MUSIC festivals across Scotland are dying due to cost of living crisis, organizers say.
The bosses had to cancel the parties due to poor ticket sales as players were under pressure to get paid.
Young and established events are among those that need to be canceled or pushed back.
Alan Govan, 41, Director ofand development for MugStock said around £25,000 was lost as a result of the postponement of this year’s event.
Cumbernauld businessman wantsBreaks available for theatre, television, film and museums can be expanded .
He said, “The costs have increased dramatically, in some cases by 300 percent.” ThisThere are reliefs intended to make it financially easier for companies to create cultural experiences.
“If independentdon’t prosper, the only option will be bigger and commercial .”

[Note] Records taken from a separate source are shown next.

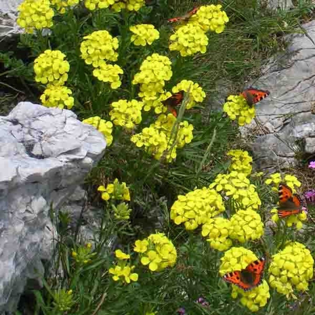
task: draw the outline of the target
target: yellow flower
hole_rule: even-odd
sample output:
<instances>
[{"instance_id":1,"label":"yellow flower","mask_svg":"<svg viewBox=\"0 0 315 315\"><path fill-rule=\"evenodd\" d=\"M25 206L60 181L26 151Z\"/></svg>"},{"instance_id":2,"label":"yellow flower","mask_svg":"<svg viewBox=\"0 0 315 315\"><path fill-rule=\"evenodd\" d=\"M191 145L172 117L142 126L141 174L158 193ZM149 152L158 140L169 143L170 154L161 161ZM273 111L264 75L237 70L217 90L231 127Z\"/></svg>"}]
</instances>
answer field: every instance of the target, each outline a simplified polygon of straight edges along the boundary
<instances>
[{"instance_id":1,"label":"yellow flower","mask_svg":"<svg viewBox=\"0 0 315 315\"><path fill-rule=\"evenodd\" d=\"M220 275L223 276L227 272L245 269L257 260L257 256L249 249L242 247L232 247L220 259Z\"/></svg>"},{"instance_id":2,"label":"yellow flower","mask_svg":"<svg viewBox=\"0 0 315 315\"><path fill-rule=\"evenodd\" d=\"M71 90L66 87L49 84L40 99L43 105L46 107L62 109L66 106L68 109L71 109L74 102L73 98L70 96L72 94Z\"/></svg>"},{"instance_id":3,"label":"yellow flower","mask_svg":"<svg viewBox=\"0 0 315 315\"><path fill-rule=\"evenodd\" d=\"M242 95L230 95L223 106L223 111L232 120L238 117L240 126L249 123L255 117L255 107L250 106Z\"/></svg>"},{"instance_id":4,"label":"yellow flower","mask_svg":"<svg viewBox=\"0 0 315 315\"><path fill-rule=\"evenodd\" d=\"M243 173L232 171L228 174L219 174L209 187L215 187L217 192L221 191L227 197L232 198L238 210L257 210L261 204L256 186L250 184Z\"/></svg>"},{"instance_id":5,"label":"yellow flower","mask_svg":"<svg viewBox=\"0 0 315 315\"><path fill-rule=\"evenodd\" d=\"M106 121L101 119L98 116L90 117L82 120L84 123L88 123L95 127L100 132L102 133L106 139L108 146L109 146L113 142L113 136L112 133L113 131L113 124L111 122Z\"/></svg>"},{"instance_id":6,"label":"yellow flower","mask_svg":"<svg viewBox=\"0 0 315 315\"><path fill-rule=\"evenodd\" d=\"M261 218L251 209L239 210L231 218L230 237L241 243L260 238L264 234Z\"/></svg>"},{"instance_id":7,"label":"yellow flower","mask_svg":"<svg viewBox=\"0 0 315 315\"><path fill-rule=\"evenodd\" d=\"M130 259L130 255L129 254L125 254L122 251L121 249L116 249L115 251L115 255L116 258L123 260Z\"/></svg>"},{"instance_id":8,"label":"yellow flower","mask_svg":"<svg viewBox=\"0 0 315 315\"><path fill-rule=\"evenodd\" d=\"M101 61L117 60L118 54L115 50L118 48L118 40L107 31L96 31L83 38L85 40L81 43L81 57L87 64L97 68Z\"/></svg>"},{"instance_id":9,"label":"yellow flower","mask_svg":"<svg viewBox=\"0 0 315 315\"><path fill-rule=\"evenodd\" d=\"M113 5L112 8L116 12L120 12L122 9L129 11L138 11L146 4L145 0L123 0L118 1Z\"/></svg>"},{"instance_id":10,"label":"yellow flower","mask_svg":"<svg viewBox=\"0 0 315 315\"><path fill-rule=\"evenodd\" d=\"M256 312L260 307L262 307L267 304L268 299L270 297L269 286L265 280L263 280L258 286L248 291L244 291L236 285L232 286L232 297L236 299L239 295L243 305L252 312Z\"/></svg>"},{"instance_id":11,"label":"yellow flower","mask_svg":"<svg viewBox=\"0 0 315 315\"><path fill-rule=\"evenodd\" d=\"M271 211L271 213L274 214L271 217L271 219L276 223L280 218L278 216L278 210L276 208L274 208ZM284 218L281 218L285 222L287 226L290 227L294 225L297 230L301 230L303 227L303 221L305 221L307 219L306 213L302 211L298 215L292 215Z\"/></svg>"},{"instance_id":12,"label":"yellow flower","mask_svg":"<svg viewBox=\"0 0 315 315\"><path fill-rule=\"evenodd\" d=\"M120 100L111 104L112 110L109 112L111 119L114 124L132 129L141 122L141 110L143 104L135 100L129 101Z\"/></svg>"},{"instance_id":13,"label":"yellow flower","mask_svg":"<svg viewBox=\"0 0 315 315\"><path fill-rule=\"evenodd\" d=\"M229 170L236 171L249 175L252 172L253 158L247 151L243 150L230 150L226 155L232 157L232 163Z\"/></svg>"},{"instance_id":14,"label":"yellow flower","mask_svg":"<svg viewBox=\"0 0 315 315\"><path fill-rule=\"evenodd\" d=\"M85 245L78 246L72 250L72 256L76 262L79 264L84 265L90 262L96 253L92 253L92 244L88 243Z\"/></svg>"},{"instance_id":15,"label":"yellow flower","mask_svg":"<svg viewBox=\"0 0 315 315\"><path fill-rule=\"evenodd\" d=\"M176 224L185 224L194 230L225 210L222 197L214 189L206 187L180 195L171 208L170 218Z\"/></svg>"},{"instance_id":16,"label":"yellow flower","mask_svg":"<svg viewBox=\"0 0 315 315\"><path fill-rule=\"evenodd\" d=\"M176 149L182 147L192 139L193 127L186 121L180 123L176 139L171 139L171 136L174 137L172 131L176 121L171 114L160 115L154 123L134 135L130 140L138 147L144 146L156 159L164 158L171 162L176 157Z\"/></svg>"},{"instance_id":17,"label":"yellow flower","mask_svg":"<svg viewBox=\"0 0 315 315\"><path fill-rule=\"evenodd\" d=\"M145 241L146 242L144 243ZM148 265L152 271L160 271L172 267L176 261L176 249L172 241L163 233L151 234L142 241L137 240L135 245L134 250L140 253L141 263Z\"/></svg>"},{"instance_id":18,"label":"yellow flower","mask_svg":"<svg viewBox=\"0 0 315 315\"><path fill-rule=\"evenodd\" d=\"M203 225L201 234L208 237L207 241L212 248L224 251L232 246L232 241L228 238L232 228L229 220L215 218L208 219Z\"/></svg>"},{"instance_id":19,"label":"yellow flower","mask_svg":"<svg viewBox=\"0 0 315 315\"><path fill-rule=\"evenodd\" d=\"M154 96L163 93L165 81L172 74L170 60L165 56L153 54L141 64L140 71L135 75L132 84L140 84L140 92Z\"/></svg>"},{"instance_id":20,"label":"yellow flower","mask_svg":"<svg viewBox=\"0 0 315 315\"><path fill-rule=\"evenodd\" d=\"M207 50L208 37L198 26L188 24L180 26L169 37L170 50L177 50L184 57L200 52L204 54Z\"/></svg>"},{"instance_id":21,"label":"yellow flower","mask_svg":"<svg viewBox=\"0 0 315 315\"><path fill-rule=\"evenodd\" d=\"M85 0L84 5L89 10L103 9L113 4L117 0Z\"/></svg>"},{"instance_id":22,"label":"yellow flower","mask_svg":"<svg viewBox=\"0 0 315 315\"><path fill-rule=\"evenodd\" d=\"M131 41L137 46L151 45L160 37L158 31L154 26L150 24L140 24L131 26L129 29L134 33L131 35Z\"/></svg>"},{"instance_id":23,"label":"yellow flower","mask_svg":"<svg viewBox=\"0 0 315 315\"><path fill-rule=\"evenodd\" d=\"M119 88L121 85L119 75L123 73L123 69L117 65L108 65L103 60L98 64L98 67L93 70L93 75L100 81L110 82L112 89Z\"/></svg>"},{"instance_id":24,"label":"yellow flower","mask_svg":"<svg viewBox=\"0 0 315 315\"><path fill-rule=\"evenodd\" d=\"M51 4L55 6L57 9L61 14L66 12L66 9L77 4L79 0L50 0Z\"/></svg>"},{"instance_id":25,"label":"yellow flower","mask_svg":"<svg viewBox=\"0 0 315 315\"><path fill-rule=\"evenodd\" d=\"M35 80L43 84L63 85L68 79L69 63L64 59L66 55L60 50L48 49L34 61Z\"/></svg>"},{"instance_id":26,"label":"yellow flower","mask_svg":"<svg viewBox=\"0 0 315 315\"><path fill-rule=\"evenodd\" d=\"M112 184L109 184L106 188L101 185L99 186L97 190L102 192L102 199L107 201L110 199L115 200L130 201L130 194L129 188L126 183L121 184L116 178Z\"/></svg>"},{"instance_id":27,"label":"yellow flower","mask_svg":"<svg viewBox=\"0 0 315 315\"><path fill-rule=\"evenodd\" d=\"M284 249L272 256L269 267L269 284L280 293L292 294L293 287L306 291L308 281L313 277L314 260L302 244L290 242Z\"/></svg>"},{"instance_id":28,"label":"yellow flower","mask_svg":"<svg viewBox=\"0 0 315 315\"><path fill-rule=\"evenodd\" d=\"M188 23L199 26L205 32L210 30L218 34L222 33L229 21L226 14L221 11L222 7L220 4L202 6L191 17Z\"/></svg>"},{"instance_id":29,"label":"yellow flower","mask_svg":"<svg viewBox=\"0 0 315 315\"><path fill-rule=\"evenodd\" d=\"M49 0L25 0L18 8L19 15L17 22L32 34L34 29L41 30L53 26L54 10Z\"/></svg>"},{"instance_id":30,"label":"yellow flower","mask_svg":"<svg viewBox=\"0 0 315 315\"><path fill-rule=\"evenodd\" d=\"M196 103L201 103L206 97L206 93L201 87L198 83L194 83L192 81L182 80L172 89L173 93L177 93L181 91L189 91L189 100L186 106L187 109L191 108Z\"/></svg>"}]
</instances>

Musicis worth more than £580m to the economy but promoters have lost millions, players are seeking refunds and artists and crews are scrambling to find other gigs.
MugStock was scheduled to take place at the Strathallan site this weekin Auchterarder, Perthshire. Scottish rockers Idlewild were hand-picked at the top .
But despite the “best sales ever” the event was “postponed”.
Customers can choose between a full refund on the day for £65 or on the weekend for £160or to turn them around Year.
Out East was also due to take place in Dalkeith Country this weekin Edinburgh, with Faithless, Sister Sledge and Goldie.
Organizers scrapped it in June due to “an incredibly difficult time at events” and “escalating production and event costs.”
Fans have been told to contact their retailer for a refund of their £50.
And the Midnight Sun Weekender was set to take place in May at Lews Castle Grounds in Stornoway, Western Isles.
The line-up consisted of John Fogerty, Primal Scream and the Pretenders.
The organizers blamed “increasing costs and limited availability”. Infrastructure” and “the cost of living crisis” are affecting ticket sales.
Out East organizer Shane Grieve, fromsaid: “Last year was the busiest year ever for Scotland music and when we emerged from Covid.
“This backlog created equipment and staff shortages due to the number of shows and the number of people leaving the stadiumduring the pandemic. This led to a price increase.
“The costs for equipment and personnel have increased even further. That pushed manyfrom breaking even and making losses.”
The Union of Independentssays there were 600 held across four years ago.
This year the number fell by a fifth, so that only 482 events should take place.
Managing Director John Rostron said: “What the festivals sector needs now is a small but quick intervention to ensure operators are ready to meet the challenges of 2023, such as:Cost, and the cost of living crisis.”